In our last blog post, we asked if the summer season can be saved. A recent proposal to create so-called, “travel bubbles” between neighbouring countries is increasingly seen as a way forward in helping cross-border tourism. The European commission recommends a three-phase approach to bring together member states with “similar overall risk profiles”.
July holidays in Cyprus for visitors from “safe countries”
Latvia, Lithuania and Estonia are set to become the first European countries to adopt the idea. From May 15th, residents will be allowed to travel freely within the bloc, a move which could be followed by Poland and Finland. Similar plans are also said to be in the pipeline for travel between Croatia, Slovakia and Austria, and neighbours, Australia and New Zealand. It is hoped that by the peak summer season, an interactive map produced by the European commission will provide travellers across the EU with information on the latest border controls and travel conditions.

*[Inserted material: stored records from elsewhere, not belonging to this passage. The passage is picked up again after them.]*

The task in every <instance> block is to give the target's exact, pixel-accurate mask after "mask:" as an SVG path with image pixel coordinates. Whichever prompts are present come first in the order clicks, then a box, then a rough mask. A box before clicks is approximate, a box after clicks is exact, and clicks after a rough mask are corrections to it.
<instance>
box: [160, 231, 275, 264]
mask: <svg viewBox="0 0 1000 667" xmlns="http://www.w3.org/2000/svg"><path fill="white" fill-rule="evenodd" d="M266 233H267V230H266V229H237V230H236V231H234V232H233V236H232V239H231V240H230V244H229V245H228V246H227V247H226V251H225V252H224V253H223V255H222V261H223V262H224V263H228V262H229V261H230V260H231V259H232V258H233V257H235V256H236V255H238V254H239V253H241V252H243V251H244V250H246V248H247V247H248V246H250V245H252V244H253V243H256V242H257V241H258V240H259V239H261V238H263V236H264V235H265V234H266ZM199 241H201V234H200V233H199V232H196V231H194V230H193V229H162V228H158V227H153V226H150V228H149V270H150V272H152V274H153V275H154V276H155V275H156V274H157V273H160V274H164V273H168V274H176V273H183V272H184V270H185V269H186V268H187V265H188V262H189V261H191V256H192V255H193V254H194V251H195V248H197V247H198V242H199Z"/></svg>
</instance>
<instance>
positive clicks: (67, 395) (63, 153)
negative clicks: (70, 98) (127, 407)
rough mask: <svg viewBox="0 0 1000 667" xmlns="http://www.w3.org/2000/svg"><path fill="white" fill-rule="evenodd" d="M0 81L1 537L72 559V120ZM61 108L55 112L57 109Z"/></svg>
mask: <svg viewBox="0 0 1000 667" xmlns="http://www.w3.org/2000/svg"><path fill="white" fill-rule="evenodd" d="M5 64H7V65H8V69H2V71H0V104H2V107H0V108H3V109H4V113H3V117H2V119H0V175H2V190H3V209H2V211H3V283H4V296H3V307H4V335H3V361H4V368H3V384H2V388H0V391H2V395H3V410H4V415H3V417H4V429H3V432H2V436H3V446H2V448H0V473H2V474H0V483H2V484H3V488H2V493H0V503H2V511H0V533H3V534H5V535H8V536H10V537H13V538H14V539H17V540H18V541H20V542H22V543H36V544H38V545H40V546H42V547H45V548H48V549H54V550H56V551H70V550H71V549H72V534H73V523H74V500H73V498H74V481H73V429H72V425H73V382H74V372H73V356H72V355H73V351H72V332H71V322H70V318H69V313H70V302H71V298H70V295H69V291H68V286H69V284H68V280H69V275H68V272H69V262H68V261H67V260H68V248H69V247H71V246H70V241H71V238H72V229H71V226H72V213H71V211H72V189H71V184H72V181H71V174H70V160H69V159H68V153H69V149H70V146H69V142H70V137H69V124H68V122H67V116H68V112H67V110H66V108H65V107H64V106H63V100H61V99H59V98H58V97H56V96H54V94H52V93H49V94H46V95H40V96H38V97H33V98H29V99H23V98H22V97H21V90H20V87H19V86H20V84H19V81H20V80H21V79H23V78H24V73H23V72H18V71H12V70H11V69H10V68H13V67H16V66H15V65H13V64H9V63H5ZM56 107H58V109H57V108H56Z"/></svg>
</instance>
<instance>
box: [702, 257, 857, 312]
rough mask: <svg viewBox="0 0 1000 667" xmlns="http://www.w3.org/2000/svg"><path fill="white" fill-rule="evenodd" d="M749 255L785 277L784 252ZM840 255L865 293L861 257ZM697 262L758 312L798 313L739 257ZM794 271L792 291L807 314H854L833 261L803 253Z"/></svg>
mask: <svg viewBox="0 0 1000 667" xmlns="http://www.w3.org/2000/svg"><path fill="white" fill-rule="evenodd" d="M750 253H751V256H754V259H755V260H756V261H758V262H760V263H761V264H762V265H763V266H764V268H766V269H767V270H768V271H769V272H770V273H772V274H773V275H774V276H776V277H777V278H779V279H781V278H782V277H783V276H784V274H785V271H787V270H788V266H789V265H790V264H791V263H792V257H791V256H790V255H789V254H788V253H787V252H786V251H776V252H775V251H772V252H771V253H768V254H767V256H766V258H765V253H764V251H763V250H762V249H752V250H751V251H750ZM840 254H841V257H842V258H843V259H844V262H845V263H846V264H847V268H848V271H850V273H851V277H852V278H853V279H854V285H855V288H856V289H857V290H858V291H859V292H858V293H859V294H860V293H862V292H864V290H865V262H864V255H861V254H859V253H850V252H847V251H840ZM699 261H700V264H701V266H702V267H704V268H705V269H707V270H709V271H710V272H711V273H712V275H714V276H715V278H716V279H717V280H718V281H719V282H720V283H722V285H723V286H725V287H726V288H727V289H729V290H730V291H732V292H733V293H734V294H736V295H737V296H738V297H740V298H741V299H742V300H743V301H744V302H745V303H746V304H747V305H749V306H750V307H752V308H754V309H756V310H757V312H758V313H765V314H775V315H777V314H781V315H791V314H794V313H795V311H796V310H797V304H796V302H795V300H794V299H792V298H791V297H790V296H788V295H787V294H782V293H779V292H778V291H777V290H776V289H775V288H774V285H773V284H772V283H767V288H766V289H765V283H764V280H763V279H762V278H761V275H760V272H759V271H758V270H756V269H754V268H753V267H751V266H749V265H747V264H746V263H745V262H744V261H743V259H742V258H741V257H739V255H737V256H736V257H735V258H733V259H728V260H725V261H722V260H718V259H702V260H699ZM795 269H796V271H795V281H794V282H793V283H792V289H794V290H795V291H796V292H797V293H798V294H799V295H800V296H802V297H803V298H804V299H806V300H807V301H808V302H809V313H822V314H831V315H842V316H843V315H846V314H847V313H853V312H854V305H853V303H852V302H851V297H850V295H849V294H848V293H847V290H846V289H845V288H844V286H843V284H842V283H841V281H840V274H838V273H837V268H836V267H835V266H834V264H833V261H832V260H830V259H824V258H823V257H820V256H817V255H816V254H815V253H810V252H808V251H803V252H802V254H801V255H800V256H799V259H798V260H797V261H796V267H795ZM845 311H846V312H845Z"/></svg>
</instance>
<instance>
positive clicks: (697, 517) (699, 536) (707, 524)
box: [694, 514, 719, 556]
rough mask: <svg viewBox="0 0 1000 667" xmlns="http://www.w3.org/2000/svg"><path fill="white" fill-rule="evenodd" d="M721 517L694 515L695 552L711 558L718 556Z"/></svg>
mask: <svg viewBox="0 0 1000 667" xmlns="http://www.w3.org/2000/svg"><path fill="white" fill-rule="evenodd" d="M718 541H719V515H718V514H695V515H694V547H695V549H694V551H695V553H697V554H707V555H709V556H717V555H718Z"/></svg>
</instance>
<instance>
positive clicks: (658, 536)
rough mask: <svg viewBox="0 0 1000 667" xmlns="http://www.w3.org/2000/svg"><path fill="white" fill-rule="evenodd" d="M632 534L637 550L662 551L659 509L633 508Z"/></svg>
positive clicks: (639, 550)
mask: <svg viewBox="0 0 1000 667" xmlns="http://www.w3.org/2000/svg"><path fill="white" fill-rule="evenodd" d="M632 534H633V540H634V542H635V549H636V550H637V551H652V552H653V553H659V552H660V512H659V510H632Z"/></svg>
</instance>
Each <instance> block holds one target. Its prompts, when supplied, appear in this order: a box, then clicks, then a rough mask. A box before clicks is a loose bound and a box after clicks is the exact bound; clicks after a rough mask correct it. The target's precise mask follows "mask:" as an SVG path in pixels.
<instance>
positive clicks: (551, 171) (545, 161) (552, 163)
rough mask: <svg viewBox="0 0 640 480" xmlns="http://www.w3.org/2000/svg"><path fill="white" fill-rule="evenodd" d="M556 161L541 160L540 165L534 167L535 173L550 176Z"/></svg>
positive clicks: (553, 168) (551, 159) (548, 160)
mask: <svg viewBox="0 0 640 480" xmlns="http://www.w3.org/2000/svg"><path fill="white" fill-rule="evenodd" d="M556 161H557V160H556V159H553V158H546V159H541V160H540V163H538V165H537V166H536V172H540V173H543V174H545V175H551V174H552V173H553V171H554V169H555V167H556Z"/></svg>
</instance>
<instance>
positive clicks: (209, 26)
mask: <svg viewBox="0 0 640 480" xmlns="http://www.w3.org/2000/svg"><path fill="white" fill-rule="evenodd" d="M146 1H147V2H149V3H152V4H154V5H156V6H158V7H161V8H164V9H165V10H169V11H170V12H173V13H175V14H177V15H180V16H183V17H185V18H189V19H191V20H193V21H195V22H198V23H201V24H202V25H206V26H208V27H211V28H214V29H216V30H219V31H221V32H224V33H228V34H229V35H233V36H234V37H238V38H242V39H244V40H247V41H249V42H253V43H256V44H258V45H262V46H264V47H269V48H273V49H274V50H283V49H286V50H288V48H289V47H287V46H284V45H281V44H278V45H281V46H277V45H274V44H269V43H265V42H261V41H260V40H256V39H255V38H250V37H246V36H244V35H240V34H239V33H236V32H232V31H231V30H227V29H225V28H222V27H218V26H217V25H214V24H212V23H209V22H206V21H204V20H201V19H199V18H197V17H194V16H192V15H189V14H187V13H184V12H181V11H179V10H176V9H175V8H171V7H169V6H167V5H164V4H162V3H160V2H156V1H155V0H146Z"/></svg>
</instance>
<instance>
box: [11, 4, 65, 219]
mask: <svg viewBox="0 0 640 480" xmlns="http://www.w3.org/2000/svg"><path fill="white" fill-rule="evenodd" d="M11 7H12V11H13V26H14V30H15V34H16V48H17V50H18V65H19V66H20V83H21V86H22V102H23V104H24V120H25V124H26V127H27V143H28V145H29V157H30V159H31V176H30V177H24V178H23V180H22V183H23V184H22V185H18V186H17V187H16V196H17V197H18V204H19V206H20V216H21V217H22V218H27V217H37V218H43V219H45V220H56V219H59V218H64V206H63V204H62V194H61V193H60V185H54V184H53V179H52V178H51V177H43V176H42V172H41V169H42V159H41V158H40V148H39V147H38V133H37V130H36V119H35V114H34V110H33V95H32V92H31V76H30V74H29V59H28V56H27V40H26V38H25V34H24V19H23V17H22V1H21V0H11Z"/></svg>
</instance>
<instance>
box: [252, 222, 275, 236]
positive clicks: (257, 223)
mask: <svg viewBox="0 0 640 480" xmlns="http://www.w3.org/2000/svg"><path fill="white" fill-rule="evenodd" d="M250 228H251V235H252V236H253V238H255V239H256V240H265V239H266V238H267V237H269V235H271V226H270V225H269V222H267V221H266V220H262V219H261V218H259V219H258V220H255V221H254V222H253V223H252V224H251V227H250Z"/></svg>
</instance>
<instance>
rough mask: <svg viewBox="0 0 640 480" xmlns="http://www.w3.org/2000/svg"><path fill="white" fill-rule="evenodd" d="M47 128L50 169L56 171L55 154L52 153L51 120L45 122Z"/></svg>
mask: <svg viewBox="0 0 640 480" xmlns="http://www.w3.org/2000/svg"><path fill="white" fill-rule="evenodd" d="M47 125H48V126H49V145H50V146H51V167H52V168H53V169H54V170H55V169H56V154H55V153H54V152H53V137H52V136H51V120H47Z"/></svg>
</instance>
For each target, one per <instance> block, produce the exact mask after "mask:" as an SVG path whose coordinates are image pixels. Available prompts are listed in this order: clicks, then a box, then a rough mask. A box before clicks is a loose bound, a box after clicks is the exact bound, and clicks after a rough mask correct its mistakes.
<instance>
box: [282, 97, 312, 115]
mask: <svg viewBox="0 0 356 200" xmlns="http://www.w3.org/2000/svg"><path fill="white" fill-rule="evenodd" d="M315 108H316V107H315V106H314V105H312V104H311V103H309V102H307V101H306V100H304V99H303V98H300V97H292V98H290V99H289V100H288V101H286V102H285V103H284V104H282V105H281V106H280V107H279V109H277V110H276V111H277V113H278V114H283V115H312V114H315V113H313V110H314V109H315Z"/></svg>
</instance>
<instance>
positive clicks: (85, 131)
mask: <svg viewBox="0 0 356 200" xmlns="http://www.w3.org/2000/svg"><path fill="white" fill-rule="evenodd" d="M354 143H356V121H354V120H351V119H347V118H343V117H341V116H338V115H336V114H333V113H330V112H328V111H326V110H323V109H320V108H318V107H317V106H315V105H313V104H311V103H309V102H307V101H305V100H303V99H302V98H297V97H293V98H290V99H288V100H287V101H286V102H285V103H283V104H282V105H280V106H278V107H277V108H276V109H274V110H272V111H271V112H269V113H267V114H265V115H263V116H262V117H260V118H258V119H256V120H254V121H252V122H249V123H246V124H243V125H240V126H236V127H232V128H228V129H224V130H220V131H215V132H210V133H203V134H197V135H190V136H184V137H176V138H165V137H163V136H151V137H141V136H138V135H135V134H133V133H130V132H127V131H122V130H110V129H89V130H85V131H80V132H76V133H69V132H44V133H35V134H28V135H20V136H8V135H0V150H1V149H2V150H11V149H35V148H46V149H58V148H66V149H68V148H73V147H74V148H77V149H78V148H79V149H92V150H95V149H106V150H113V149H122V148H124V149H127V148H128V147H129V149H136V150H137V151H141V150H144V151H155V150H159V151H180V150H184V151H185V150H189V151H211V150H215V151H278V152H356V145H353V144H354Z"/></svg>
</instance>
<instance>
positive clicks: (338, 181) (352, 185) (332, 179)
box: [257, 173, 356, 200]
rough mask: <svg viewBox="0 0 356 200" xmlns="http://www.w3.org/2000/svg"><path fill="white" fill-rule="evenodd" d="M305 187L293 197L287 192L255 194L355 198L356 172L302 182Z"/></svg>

Cyprus looks to also form her own travel alliances – popularly described as “bubbles” in the press. The Deputy Minister of Tourism, Savvas Perdio, has recently stated that those visiting from “safe” EU countries, such as Greece and Germany – also including Israel – may be able to plan to holiday on the island in July. The minister also indicated that Cyprus would “welcome with open arms” visitors from the UK, the leading country of origin for tourists travelling to Cyprus every year.
Of the 3.96 million visitors to Cyprus in 2019, one in three (1.33 million) were from Britain. During the peak tourist months, from June to September, Cyprus received 2.1 million holidaymakers, of which more than 705,000 were from the UK (CYSTAT).
Potentially optimistic news for air travellers
As lockdown also starts to lift in parts of Britain, there is also potentially optimistic news for air travellers as Ryanair announces plans to operate nearly 1,000 flights per day – 40 per cent of capacity – or nearly all of its pre-Covid 19 network from 1st July. British Airways are also said to be reviewing its plan to return to 50 per cent capacity by July.
Of course, there will be a number of important rules that visitors will be required to follow, including social distancing and wearing a mask. But many people around the world have already adopted the necessary measures when making their essential journeys.
The Cyprus government continues to provide recommendations on how restaurants, bars and tourist attractions may safely operate during the remainder of the summer season. It may not be too long before the “new normal” in Cyprus extends to the hotel and hospitality sector.